We’re about to see a flood of Android tablets, possibly including one directly from Google, but Microsoft doesn’t seem too concerned about the little, green robot gaining traction in the emerging tablet space.
Steve Guggenheimer, VP at Microsoft, said the tablet situation could be similar to the netbook market, as at the beginning many Linux-based offerings hit the market but most of these mini-computers now run Windows software.
“There are always lots of noises at the beginning of new category,” Guggenheimer said, according to the Wall Street Journal. “It was 95% not on Windows, and three years later it is 95% on Windows.”

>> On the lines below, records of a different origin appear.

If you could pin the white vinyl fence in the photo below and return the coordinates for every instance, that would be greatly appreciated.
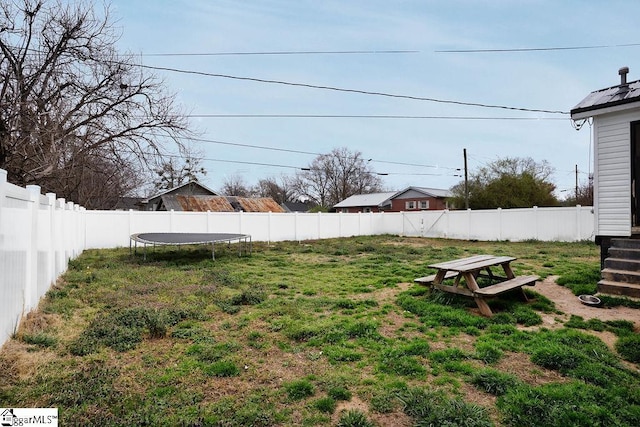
(110, 229)
(40, 234)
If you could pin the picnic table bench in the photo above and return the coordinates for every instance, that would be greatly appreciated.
(465, 271)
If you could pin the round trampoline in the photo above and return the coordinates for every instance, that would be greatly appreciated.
(244, 240)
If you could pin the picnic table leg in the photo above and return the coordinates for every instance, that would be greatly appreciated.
(485, 310)
(510, 275)
(439, 277)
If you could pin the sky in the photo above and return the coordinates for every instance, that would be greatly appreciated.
(508, 66)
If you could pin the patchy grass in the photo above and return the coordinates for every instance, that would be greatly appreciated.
(327, 332)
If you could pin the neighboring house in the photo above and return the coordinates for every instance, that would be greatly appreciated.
(373, 202)
(128, 203)
(295, 207)
(616, 200)
(420, 199)
(188, 203)
(409, 199)
(158, 202)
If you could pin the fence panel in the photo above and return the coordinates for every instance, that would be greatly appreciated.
(38, 236)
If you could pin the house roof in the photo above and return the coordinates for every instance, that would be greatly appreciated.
(295, 207)
(372, 199)
(433, 192)
(382, 199)
(611, 98)
(172, 190)
(182, 202)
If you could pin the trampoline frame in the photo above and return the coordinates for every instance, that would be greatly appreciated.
(179, 239)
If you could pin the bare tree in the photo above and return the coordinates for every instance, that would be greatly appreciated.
(177, 171)
(235, 186)
(279, 189)
(335, 176)
(71, 106)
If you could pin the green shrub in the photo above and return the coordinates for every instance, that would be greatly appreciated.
(325, 404)
(629, 348)
(566, 404)
(432, 409)
(354, 418)
(493, 381)
(300, 389)
(40, 339)
(557, 357)
(339, 393)
(526, 316)
(488, 353)
(222, 368)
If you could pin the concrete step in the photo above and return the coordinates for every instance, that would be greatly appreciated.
(617, 288)
(622, 264)
(626, 243)
(624, 253)
(622, 276)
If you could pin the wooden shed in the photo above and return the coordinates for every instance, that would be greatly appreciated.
(615, 112)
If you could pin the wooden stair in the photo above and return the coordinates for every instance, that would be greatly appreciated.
(621, 272)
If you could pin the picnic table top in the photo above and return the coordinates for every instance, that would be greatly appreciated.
(473, 263)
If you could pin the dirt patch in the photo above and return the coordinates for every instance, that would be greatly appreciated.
(568, 304)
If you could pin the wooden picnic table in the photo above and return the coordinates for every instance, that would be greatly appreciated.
(465, 271)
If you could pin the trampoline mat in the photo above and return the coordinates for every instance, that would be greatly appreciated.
(186, 238)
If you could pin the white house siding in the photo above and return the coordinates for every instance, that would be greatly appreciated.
(612, 198)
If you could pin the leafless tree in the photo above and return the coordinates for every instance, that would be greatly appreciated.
(71, 107)
(235, 186)
(177, 170)
(279, 189)
(333, 177)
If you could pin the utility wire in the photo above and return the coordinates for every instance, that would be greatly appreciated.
(287, 52)
(302, 168)
(286, 150)
(536, 49)
(338, 89)
(364, 116)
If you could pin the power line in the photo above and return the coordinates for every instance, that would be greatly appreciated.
(286, 52)
(364, 116)
(298, 167)
(286, 150)
(536, 49)
(338, 89)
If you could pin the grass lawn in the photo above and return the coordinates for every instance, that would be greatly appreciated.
(317, 333)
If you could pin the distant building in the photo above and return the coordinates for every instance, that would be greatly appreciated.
(295, 207)
(615, 112)
(409, 199)
(159, 201)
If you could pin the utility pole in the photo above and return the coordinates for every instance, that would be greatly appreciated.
(466, 180)
(576, 183)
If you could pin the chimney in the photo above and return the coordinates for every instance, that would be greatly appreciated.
(623, 75)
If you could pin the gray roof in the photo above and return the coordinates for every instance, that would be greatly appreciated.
(174, 189)
(372, 199)
(608, 97)
(383, 199)
(435, 192)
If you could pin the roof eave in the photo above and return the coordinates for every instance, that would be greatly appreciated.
(610, 107)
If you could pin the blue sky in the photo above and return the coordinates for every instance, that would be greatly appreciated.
(554, 80)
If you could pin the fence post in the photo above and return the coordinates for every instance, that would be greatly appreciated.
(31, 264)
(535, 215)
(578, 223)
(51, 250)
(3, 186)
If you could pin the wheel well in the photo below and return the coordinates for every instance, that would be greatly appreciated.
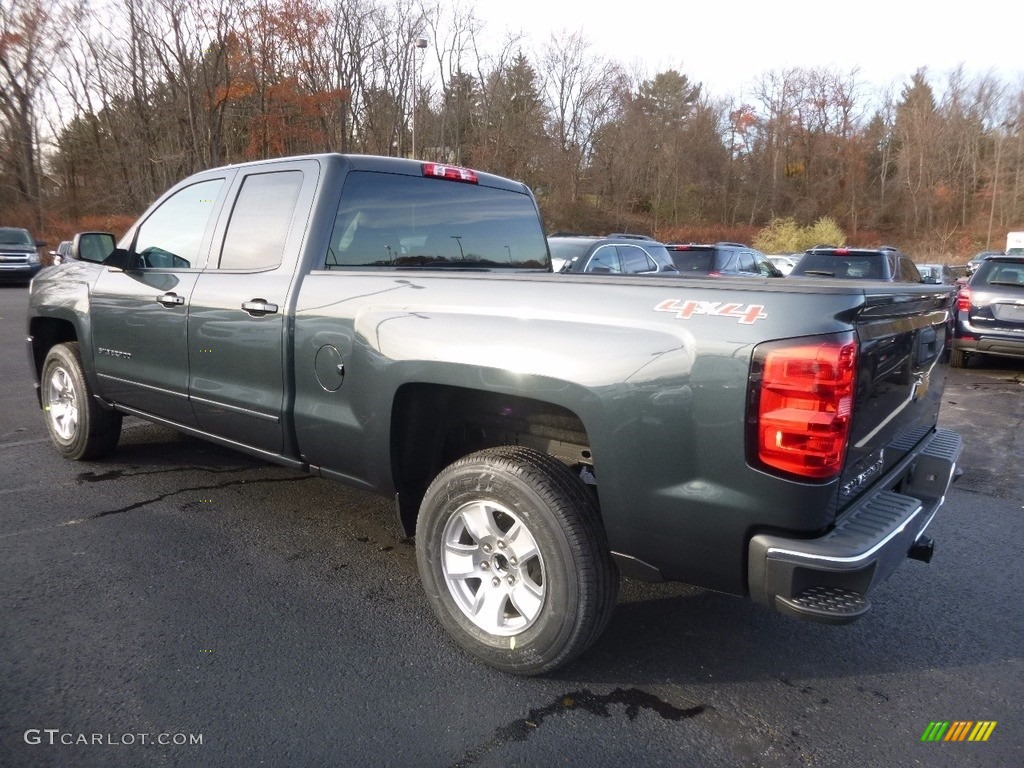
(45, 333)
(434, 425)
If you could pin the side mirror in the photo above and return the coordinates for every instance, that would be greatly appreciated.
(94, 247)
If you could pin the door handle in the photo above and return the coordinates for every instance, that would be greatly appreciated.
(259, 307)
(171, 299)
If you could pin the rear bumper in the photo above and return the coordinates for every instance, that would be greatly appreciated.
(1001, 342)
(1003, 346)
(828, 579)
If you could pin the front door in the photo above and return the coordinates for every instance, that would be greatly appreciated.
(238, 332)
(139, 314)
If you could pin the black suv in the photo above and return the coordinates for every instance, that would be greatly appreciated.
(721, 259)
(612, 254)
(990, 311)
(885, 263)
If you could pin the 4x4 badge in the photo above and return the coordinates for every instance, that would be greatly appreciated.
(745, 314)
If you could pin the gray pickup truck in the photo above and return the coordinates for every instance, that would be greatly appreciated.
(395, 326)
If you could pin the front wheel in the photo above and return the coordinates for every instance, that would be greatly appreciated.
(514, 560)
(79, 427)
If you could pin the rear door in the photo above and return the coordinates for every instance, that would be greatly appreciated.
(238, 329)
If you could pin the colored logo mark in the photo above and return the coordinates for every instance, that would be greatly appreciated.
(958, 730)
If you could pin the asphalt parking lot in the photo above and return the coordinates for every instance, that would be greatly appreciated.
(183, 605)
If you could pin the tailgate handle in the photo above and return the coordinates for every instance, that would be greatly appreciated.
(259, 307)
(928, 345)
(171, 299)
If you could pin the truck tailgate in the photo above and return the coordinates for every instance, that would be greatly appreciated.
(903, 338)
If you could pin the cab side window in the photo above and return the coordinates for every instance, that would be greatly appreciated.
(171, 237)
(260, 221)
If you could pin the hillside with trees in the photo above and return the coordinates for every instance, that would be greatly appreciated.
(104, 104)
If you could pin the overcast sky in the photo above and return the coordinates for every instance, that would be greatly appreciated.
(727, 44)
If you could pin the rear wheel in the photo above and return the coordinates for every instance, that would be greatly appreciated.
(514, 561)
(79, 427)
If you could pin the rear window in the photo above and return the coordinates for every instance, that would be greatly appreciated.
(567, 251)
(1000, 273)
(693, 261)
(395, 221)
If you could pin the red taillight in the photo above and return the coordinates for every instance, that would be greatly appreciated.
(805, 403)
(964, 300)
(451, 172)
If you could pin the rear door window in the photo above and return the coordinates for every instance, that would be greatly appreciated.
(260, 221)
(635, 260)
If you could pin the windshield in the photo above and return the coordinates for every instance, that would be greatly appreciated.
(15, 238)
(846, 265)
(395, 221)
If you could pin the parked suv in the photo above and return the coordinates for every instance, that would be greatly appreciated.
(885, 263)
(18, 257)
(990, 311)
(613, 254)
(721, 258)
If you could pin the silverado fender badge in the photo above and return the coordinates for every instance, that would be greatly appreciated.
(745, 315)
(114, 353)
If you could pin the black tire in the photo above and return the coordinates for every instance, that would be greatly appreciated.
(488, 506)
(80, 428)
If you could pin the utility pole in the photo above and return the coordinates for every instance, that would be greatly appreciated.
(418, 44)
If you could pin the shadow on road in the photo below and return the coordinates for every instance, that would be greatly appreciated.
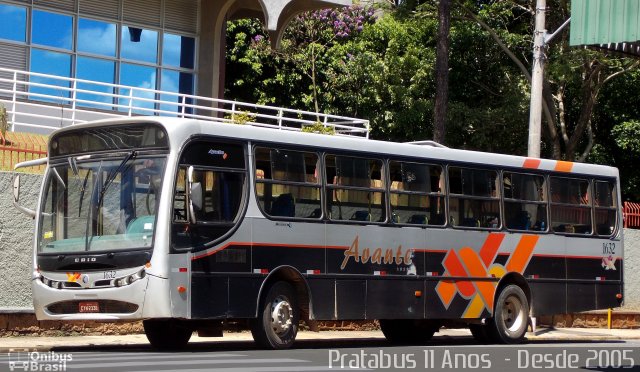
(343, 343)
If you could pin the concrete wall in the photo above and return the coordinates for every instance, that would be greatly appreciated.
(16, 242)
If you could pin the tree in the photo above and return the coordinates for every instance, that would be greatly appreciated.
(442, 71)
(574, 79)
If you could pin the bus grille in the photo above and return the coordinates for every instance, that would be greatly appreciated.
(105, 306)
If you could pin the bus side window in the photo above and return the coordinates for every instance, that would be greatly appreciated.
(473, 198)
(355, 189)
(570, 205)
(525, 203)
(416, 197)
(605, 201)
(287, 183)
(220, 170)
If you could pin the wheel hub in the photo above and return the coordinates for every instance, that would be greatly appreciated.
(281, 316)
(512, 314)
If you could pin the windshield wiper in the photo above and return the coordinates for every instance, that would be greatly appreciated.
(112, 176)
(82, 190)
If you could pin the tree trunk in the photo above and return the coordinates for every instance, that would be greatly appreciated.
(442, 71)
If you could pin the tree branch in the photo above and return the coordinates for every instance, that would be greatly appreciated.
(545, 102)
(587, 150)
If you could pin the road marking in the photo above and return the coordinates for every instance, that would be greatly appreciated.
(150, 363)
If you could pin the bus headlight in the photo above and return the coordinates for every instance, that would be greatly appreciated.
(130, 279)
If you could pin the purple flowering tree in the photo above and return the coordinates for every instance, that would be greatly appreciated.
(310, 36)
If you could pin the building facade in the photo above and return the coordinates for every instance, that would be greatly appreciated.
(144, 57)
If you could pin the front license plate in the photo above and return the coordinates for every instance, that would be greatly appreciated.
(89, 307)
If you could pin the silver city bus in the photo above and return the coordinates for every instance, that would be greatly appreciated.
(188, 224)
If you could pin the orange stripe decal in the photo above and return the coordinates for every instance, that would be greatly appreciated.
(455, 268)
(531, 163)
(446, 290)
(489, 250)
(524, 250)
(476, 269)
(563, 166)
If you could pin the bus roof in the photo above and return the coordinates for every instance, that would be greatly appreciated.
(180, 130)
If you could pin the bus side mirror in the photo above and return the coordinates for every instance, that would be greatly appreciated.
(16, 198)
(194, 196)
(16, 184)
(16, 188)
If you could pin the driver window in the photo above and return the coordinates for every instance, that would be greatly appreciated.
(217, 183)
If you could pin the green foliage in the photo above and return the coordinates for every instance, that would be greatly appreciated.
(319, 128)
(384, 73)
(240, 118)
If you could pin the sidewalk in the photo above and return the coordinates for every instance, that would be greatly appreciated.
(88, 343)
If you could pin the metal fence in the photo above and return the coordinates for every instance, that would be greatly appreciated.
(45, 102)
(16, 147)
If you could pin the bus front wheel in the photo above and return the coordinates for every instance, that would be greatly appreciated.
(277, 324)
(167, 334)
(510, 317)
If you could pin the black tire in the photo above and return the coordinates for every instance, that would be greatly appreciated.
(167, 334)
(408, 331)
(480, 333)
(277, 324)
(510, 316)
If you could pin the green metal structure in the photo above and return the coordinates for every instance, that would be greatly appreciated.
(608, 24)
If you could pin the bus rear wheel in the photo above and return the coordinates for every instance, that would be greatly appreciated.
(408, 331)
(167, 334)
(277, 324)
(511, 316)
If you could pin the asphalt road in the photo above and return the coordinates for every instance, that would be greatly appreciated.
(331, 355)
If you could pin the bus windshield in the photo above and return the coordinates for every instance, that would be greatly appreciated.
(100, 205)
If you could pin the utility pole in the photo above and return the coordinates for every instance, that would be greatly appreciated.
(535, 109)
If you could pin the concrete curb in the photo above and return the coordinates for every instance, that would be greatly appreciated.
(244, 340)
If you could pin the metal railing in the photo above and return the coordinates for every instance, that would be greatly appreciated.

He also said that the “free” and “open” aspects of Android may be overrated, as having a strong platform partner could be more beneficial to hardware makers even if it includes a relatively-small licensing fee for Windows. I have to agree to a certain extent here because we all know Android is open but I don’t see it escaping Google’s shadows for a long, long time (nor should it, really). I don’t expect to see a significant fork in the code in the near future and each latest firmware update comes from Google, with little mention of contribution from other members of the Open Handset Alliance.
Still, Microsoft is being silly if it doesn’t recognize the threat of Android and other platforms on tablets. While the touch features on Windows 7 are solid, the OS is still not as suited for tablets as the platforms from Google, Apple and “HPalm.” Nvidia’s CEO has even said hardware makers are uniting behind the little, green robots for tablets because Google has shown it knows how to evolve the platform for this market. I’m also thinking webOS could be a credible competitor to Windows on tablets, as Hewlett-Packard is supposedly readying a “Hurricane” tablet that will use Palm’s smartphone platform.
How say you, readers? Does Microsoft have its head in the sand or will it be dominant in this new computing space?